By Mary Hladky

Suspended mayor Susan Haynie will seek an evidentiary hearing before the Florida Commission on Ethics on allegations she violated state ethics laws in eight instances.

Haynie’s attorney, Bruce Zimet, said he had requested that the commission delay proceedings until after her criminal case was resolved.

But the commission went ahead, and on Oct 19 said it had found probable cause that Haynie had violated ethics laws.

By seeking a hearing, Haynie is indicating she will not enter settlement talks.

The commission examined Haynie’s financial links to downtown landowners James and Marta Batmasian and their company Investments Limited.

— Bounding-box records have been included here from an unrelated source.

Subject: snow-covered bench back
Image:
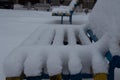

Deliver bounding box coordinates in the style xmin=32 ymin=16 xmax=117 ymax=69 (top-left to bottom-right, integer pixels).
xmin=4 ymin=26 xmax=107 ymax=77
xmin=52 ymin=0 xmax=79 ymax=24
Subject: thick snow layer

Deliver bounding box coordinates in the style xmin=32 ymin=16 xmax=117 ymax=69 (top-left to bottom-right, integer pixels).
xmin=4 ymin=25 xmax=109 ymax=77
xmin=0 ymin=9 xmax=88 ymax=80
xmin=89 ymin=0 xmax=120 ymax=55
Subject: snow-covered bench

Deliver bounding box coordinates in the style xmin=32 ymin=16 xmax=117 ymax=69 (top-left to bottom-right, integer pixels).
xmin=4 ymin=25 xmax=120 ymax=80
xmin=52 ymin=0 xmax=79 ymax=24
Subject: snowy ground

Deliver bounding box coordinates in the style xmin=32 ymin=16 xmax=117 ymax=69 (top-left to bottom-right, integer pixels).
xmin=0 ymin=10 xmax=120 ymax=80
xmin=0 ymin=10 xmax=88 ymax=80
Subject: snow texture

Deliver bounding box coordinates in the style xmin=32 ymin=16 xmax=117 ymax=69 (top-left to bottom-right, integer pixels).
xmin=89 ymin=0 xmax=120 ymax=55
xmin=4 ymin=25 xmax=109 ymax=77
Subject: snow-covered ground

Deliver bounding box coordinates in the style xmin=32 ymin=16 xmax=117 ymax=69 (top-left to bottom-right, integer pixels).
xmin=0 ymin=10 xmax=88 ymax=80
xmin=0 ymin=0 xmax=120 ymax=80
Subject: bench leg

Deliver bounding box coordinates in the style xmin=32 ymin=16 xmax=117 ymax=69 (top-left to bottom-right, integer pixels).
xmin=108 ymin=56 xmax=120 ymax=80
xmin=50 ymin=74 xmax=62 ymax=80
xmin=61 ymin=16 xmax=63 ymax=24
xmin=94 ymin=73 xmax=107 ymax=80
xmin=69 ymin=16 xmax=72 ymax=24
xmin=26 ymin=76 xmax=41 ymax=80
xmin=6 ymin=77 xmax=23 ymax=80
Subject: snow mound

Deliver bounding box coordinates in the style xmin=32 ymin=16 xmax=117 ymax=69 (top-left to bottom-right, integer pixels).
xmin=89 ymin=0 xmax=120 ymax=55
xmin=4 ymin=25 xmax=109 ymax=77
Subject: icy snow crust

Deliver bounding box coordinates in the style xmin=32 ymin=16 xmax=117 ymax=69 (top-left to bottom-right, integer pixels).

Commission advocate Elizabeth A. Miller, an assistant attorney general, found that Haynie failed to disclose income, acted to financially benefit herself and her husband, and improperly voted on matters that benefitted the Batmasians without declaring a conflict of interest.

The findings are not a determination that Haynie violated state laws, but a conclusion that there is enough evidence of violations to allow the investigation to proceed.

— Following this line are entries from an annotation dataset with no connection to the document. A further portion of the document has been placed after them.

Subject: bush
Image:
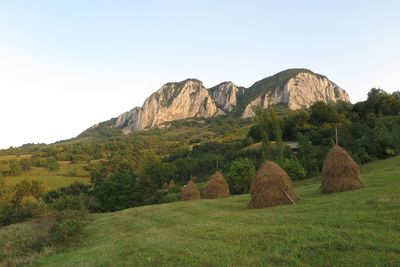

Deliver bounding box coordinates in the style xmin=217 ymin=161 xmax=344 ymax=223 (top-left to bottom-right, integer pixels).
xmin=226 ymin=158 xmax=256 ymax=194
xmin=50 ymin=195 xmax=86 ymax=211
xmin=0 ymin=198 xmax=44 ymax=226
xmin=281 ymin=159 xmax=307 ymax=180
xmin=49 ymin=210 xmax=87 ymax=247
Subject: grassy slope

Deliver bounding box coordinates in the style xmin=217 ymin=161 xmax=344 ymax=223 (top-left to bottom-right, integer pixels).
xmin=30 ymin=157 xmax=400 ymax=266
xmin=0 ymin=159 xmax=90 ymax=190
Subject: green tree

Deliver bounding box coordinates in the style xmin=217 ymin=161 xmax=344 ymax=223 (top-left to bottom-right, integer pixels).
xmin=46 ymin=157 xmax=60 ymax=171
xmin=226 ymin=158 xmax=256 ymax=194
xmin=8 ymin=160 xmax=22 ymax=176
xmin=142 ymin=160 xmax=176 ymax=188
xmin=94 ymin=166 xmax=140 ymax=211
xmin=297 ymin=134 xmax=318 ymax=175
xmin=20 ymin=158 xmax=32 ymax=172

Zimet said the commission’s report has no bearing on Haynie’s criminal case. “It’s a totally separate proceeding,” he said, adding that it’s findings are only one side of the case.

Zimet spoke after a brief court hearing on Oct. 26, where he told Circuit Court Judge Glenn Kelley that discovery in the criminal case is proceeding. Another case status check will be held on Jan. 15.

Haynie, 63, did not appear at the hearing. She has pleaded not guilty and waived her right to a speedy trial.

She was arrested on April 24 on seven public corruption charges, including official misconduct, perjury, misuse of public office and failure to disclose voting conflicts. If convicted, she faces more than 20 years in prison.

Gov. Rick Scott suspended her from office, but she has not resigned. Scott Singer was elected mayor on Aug. 28.

Prosecutors contend that Haynie used her position on the city council to vote on four matters that financially benefitted James Batmasian, the city’s largest downtown commercial landowner, and failed to disclose income she received from him.

The investigation by the Palm Beach County State Attorney’s Office found that Haynie failed to report $335,000 in income in financial disclosure forms required by the state, including $84,000 from Batmasian or his company Investments Limited from 2014 through 2017.